处理这种关系,以上三种减法往往不能单独奏效,请看下面的故事:
我常常想起刚开始在埃德·帕克的武馆里训练时的情景。有一次,我正在练习空手道的对打技巧(kumite),对手的技术要好些,为了弥补我技术和经验上的不足,我试图使诈,想轻易得分。但我被远远地超过了,帕克看着我连连挨打。
对抗结束后,我很沮丧。帕克把我请到他的办公室。屋子很小,稀稀落落地摆着几件家具。
“你为什么不高兴?”帕克问道。
“因为我得不了分。”
帕克从桌子后面站了起来,拿起一支粉笔,在地上画了一条长5英尺的线。
“你看怎么才能把这条线弄短?”他问道。
我端详了一阵后,给了他几个答案,包括把线截成好几段。
他摇摇头,又画了一条线,长过第一条线,问:“现在你看头条线怎么样了?”
“短了。”我说。
帕克点点头说:“提高自己,延长你自己的线,总比切断对手的线要强。”
在延长自己的线上下工夫,而不是在切断对手的线上下工夫这个道理,电视连续剧《白银谷》里的那位秦家大少爷一辈子也没有弄懂。秦家和康家都是清末山西太谷县的晋商领袖,但秦家的实力有点类似于上面那个故事的作者,稍逊于自己的对手。接替老爷子执掌秦氏“王朝”的秦大少,不去努力提高自己钱庄的信誉,也不着力改善经营,也就是说,不想办法延长自己的线,而是把全部心血都倾注在如何切断对方的线上:先是雇佣杀手杀死康家的当家五爷及其夫人,后又买通官府关闭康家钱庄的济南分号,接着在北京挤兑康家钱庄现银,想让康家发生信用危机,最后勾结康家四爷发动“宫廷政变”……机关算尽,呕心沥血,最后反过来害得自己被毒死在牢房,秦家的基业也成了秋风中的落叶。
切断对方的线是损害和毁灭型减法,是损人;延长自己的线是一种间接减法,是通过壮大自己来削弱敌人或对手,因此也可以称为自益型减法。在企业竞争中,并不是绝对不可以使用损人减法,美国石油大王洛克菲勒就是善用这种减法的大师。当年,美国石油业的上游是采油业,中游是炼油业,下游是运输业。采油业很难垄断,美国当年发现的油田很多,要垄断,除非买下所有或大部分油田,这是洛克菲勒公司当时的实力根本达不到的。垄断炼油业也不容易,兼并起来动静大,交易费用也高。
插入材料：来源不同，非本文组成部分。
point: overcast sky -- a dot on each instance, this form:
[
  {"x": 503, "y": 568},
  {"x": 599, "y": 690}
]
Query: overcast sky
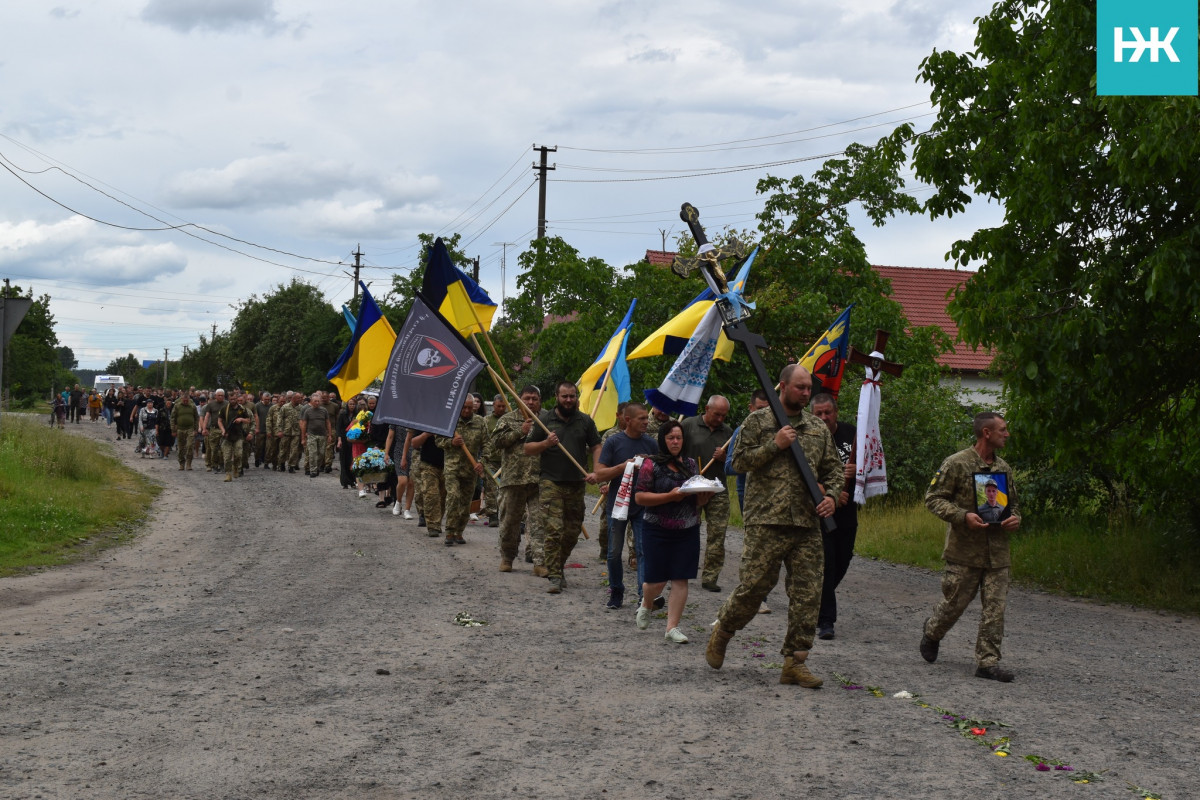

洛克菲勒采取的策略是运输垄断,他同运输原油的铁路公司结成同盟,买下铁路公司每天的运量,从而享受优惠折扣,其他公司要运送原油则不能享受折扣,就这一招,让无数承受不起高运价的石油公司倒闭,洛克菲勒最后垄断了美国石油业的95%以上。但是,洛克菲勒在得到利润的同时,也得到了恶名,他被人们称为“大章鱼”。洛克菲勒的子孙们设立了世界著名的洛克菲勒基金会来行善,不知道是不是想把自己祖先的恶名买回来。
在敌对与竞争领域里,最高境界的减法是自益型减法,也就是延长你自己的线,获取相对于你的对手的优势。整部《孙子兵法》精髓就在这里。孙子兵法13篇,核心谈的就是争取优势,“计篇第一”谈的是获取军事之外的天时、地利、道德和政治优势的重要性,即所谓“道、天、地、将、法”是也;“作战篇第二”谈的是争取后勤优势的问题;“谋攻篇第三”谈的是战略决策优势问题,追求的是不战而胜的上上策;“形篇第四”谈的是军事实力优势;“势篇第五”分析的是战略态势优势;“虚实篇第六”研究的是如何从军事调度上获取战场上的局部优势;如此等等。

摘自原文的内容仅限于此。